Ich bin traurig. Frederik fehlt mir sehr.
Und ab morgen werde ich auch von Emma getrennt sein. Ich weiß, dass ich wieder arbeiten muss und es keinen anderen Weg gibt als sie betreuen zu lassen. Lieber möchte ich sie bei mir haben.
Der Krimi läuft. Ich kann mich da nicht drauf konzentrieren und schalte den Fernseher ab. Ich nehme meinen Laptop und mache mein Studium weiter. Das bringt mich auf andere Gedanken.
Es ist bereits 3 Uhr als ich im Bett liege und um 6 Uhr werde ich von der brabbelnden Emma geweckt. Ich nehme sie auf den Schoß und setze mich mit ihr auf dem Stuhl im Kinderzimmer. Emma lehnt ihren Körper an mich. Ich genieße es, sie so nah bei mir zu haben.
Nach kurzer Zeit löst Emma sich und möchte runter. Sie robbt in der Wohnung umher. Ich mache ihr Haferbrei, setze sie in ihren Hochstuhl und fütter sie. Emma isst ihn genüsslich und schmatzt vor sich hin. Ich habe keinen Hunger. Ich bin so aufgeregt: Wie wird Emma die Krippe meistern?

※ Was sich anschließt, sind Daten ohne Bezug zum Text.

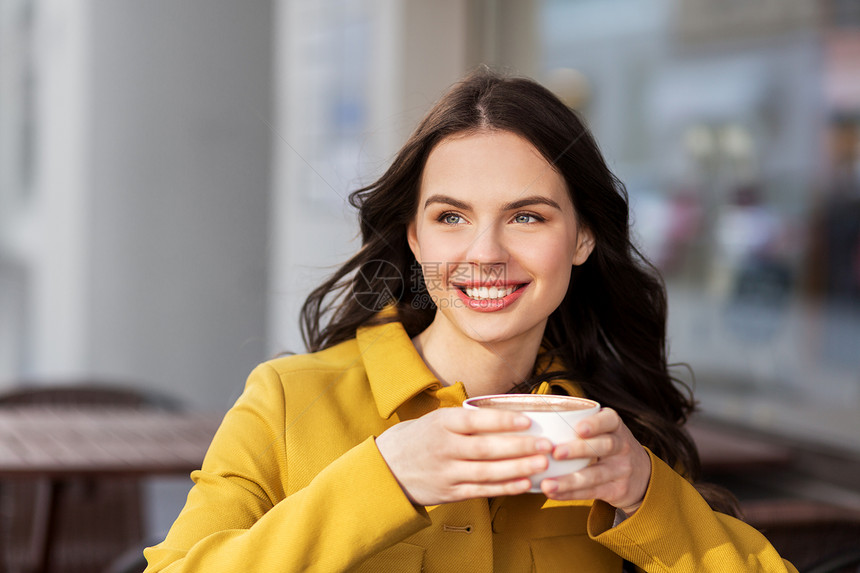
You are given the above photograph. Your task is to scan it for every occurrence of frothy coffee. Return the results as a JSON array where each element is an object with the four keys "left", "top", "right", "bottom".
[{"left": 467, "top": 396, "right": 596, "bottom": 412}]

Nach dem Essen dusche ich, ziehe mich an und mache dann Emma fertig.
Danach fahren wir zur Krippe.
Wir werden herzlich von der Erzieherin begrüßt. Emma robbt sofort durch die Gruppe und fängt an zu spielen. Sie lächelt und brabbelt. Ich darf mich auf einen Stuhl setzen und beobachte es. Die Erzieherin spielt auch mit Emma.

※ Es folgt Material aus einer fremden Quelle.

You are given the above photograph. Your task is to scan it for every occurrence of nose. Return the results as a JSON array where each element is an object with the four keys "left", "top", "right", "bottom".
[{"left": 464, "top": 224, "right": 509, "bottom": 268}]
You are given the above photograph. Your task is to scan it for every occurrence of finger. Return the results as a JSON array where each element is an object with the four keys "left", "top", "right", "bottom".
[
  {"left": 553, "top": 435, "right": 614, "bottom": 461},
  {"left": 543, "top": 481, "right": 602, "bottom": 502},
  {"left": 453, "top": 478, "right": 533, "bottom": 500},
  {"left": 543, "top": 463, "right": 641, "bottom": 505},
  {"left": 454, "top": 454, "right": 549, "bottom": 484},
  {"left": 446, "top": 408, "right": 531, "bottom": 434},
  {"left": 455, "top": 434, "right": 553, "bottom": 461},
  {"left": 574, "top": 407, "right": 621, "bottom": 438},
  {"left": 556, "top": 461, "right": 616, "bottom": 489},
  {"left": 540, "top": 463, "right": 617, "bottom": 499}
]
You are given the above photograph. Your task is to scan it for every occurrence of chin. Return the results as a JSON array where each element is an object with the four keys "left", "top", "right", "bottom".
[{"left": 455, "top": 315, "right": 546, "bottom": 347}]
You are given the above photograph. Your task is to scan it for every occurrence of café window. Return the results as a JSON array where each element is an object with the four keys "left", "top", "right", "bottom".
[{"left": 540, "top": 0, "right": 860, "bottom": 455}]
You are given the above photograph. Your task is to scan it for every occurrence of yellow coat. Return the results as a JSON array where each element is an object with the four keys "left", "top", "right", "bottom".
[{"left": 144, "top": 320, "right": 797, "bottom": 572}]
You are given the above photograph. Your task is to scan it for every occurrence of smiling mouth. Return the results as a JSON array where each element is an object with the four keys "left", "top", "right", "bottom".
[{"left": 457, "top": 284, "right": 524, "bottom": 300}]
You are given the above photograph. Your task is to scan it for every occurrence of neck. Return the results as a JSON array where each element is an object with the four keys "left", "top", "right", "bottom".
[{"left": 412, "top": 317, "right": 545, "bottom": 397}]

Emma scheint es zu gefallen. Ich fühle mich nutzlos. Ich sitze da und werde nicht gebraucht. Auf einer Seite fühlt es sich gut an zu sehen, dass es Emma gefällt. Andererseits fühle ich mich schlecht, weil ich sie so früh weggebe.
Die 2 Stunden vergehen schnell. Emma quengelt als ich sie mit nach Hause nehme.
Schon im Auto schläft sie ein und erst 4 Stunden später wacht sie wieder auf.
Ich lege mich aufs Sofa und versuche auch zu schlafen. Doch es gelingt mir nicht.
Die Eingewöhnung verläuft gut.
Die Trennung fällt mir sehr schwer, aber es geht nicht anders. Emma bleibt problemlos alleine dort.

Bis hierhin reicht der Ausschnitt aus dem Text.